楽器をトランスに直結するパッシブDIのほうが、音の純度という意味では優れていますが、パラレルアウトを追加したい場合、アクティブ回路を組み込む方がパラアウトの音質は良くなります。

ではそのDIの回路図ですが…回路図を書こうと思いましたが、サイトのリンクを張るにとどめておきます。わざわざ自分で書かなくても、ほとんど同じですからね。

DIY DI Box. Active Direct Injection at its best.

ちなみに、私はQ2と3.9kのコレクタ抵抗を外しています。
Q1とQ2を直列にすることで電流を増幅できるのですが(ダーリントン接続)、正直Q2は無くても大丈夫なんですよね。
数値的に見ていくとダーリントン接続のほうが優れているかもしれませんが、聴感上は明らかにトランジスタひとつの方が音が良かったです。
この場合、電圧が15Vよりも高くなる可能性があるので、トランジスタの耐圧(の1/2)を超えないようにDI回路図のR4、5を調節してください。

おわりに

DI自作の解説は以上です。

DIの自作に取り組んだきっかけは、友人からの依頼でした。
最初は「DIなんてシンプルな機材、素子の選定さえ間違わなければ簡単にできるでしょ」となめてかかっていました。

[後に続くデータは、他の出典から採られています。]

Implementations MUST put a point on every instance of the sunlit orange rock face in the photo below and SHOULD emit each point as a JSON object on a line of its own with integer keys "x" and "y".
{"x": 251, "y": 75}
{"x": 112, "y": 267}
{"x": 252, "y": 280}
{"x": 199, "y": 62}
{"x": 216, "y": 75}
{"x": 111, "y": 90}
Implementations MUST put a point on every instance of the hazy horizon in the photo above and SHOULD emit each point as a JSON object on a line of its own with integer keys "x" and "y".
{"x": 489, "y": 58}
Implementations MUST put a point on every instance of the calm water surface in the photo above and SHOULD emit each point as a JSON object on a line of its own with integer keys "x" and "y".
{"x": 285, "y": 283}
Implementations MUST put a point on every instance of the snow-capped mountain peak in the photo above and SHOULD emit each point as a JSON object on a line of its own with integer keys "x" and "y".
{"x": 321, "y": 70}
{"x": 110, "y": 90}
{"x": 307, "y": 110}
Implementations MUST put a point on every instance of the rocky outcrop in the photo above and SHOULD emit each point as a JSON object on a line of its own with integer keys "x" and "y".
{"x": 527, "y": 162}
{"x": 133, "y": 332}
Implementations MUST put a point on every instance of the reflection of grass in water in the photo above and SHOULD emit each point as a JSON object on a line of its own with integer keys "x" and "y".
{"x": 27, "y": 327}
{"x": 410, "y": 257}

しかも「市販のオペアンプを使うのはつまらん、やるならディスクリートだ!」などど、手間と労力の割に、トランスを使ったDIとそれほど音質差のないアクティブDIの完成までに、1年近くを費やすこととなりました。
そういう訳ですので、繰り返しになりますが、経験の浅い方はまずはトランスを使ったDIから自作することを強くお勧めします(笑)

ただ、この遠回りのおかげで実装の技術や素子の知識はかなり身につきました。今後、他の機材を作るにしても、ある程度音質を狙った方向に実装できる自信はあります。

本記事の完成をもって、DI製作の肩の荷を下ろしたいと思います。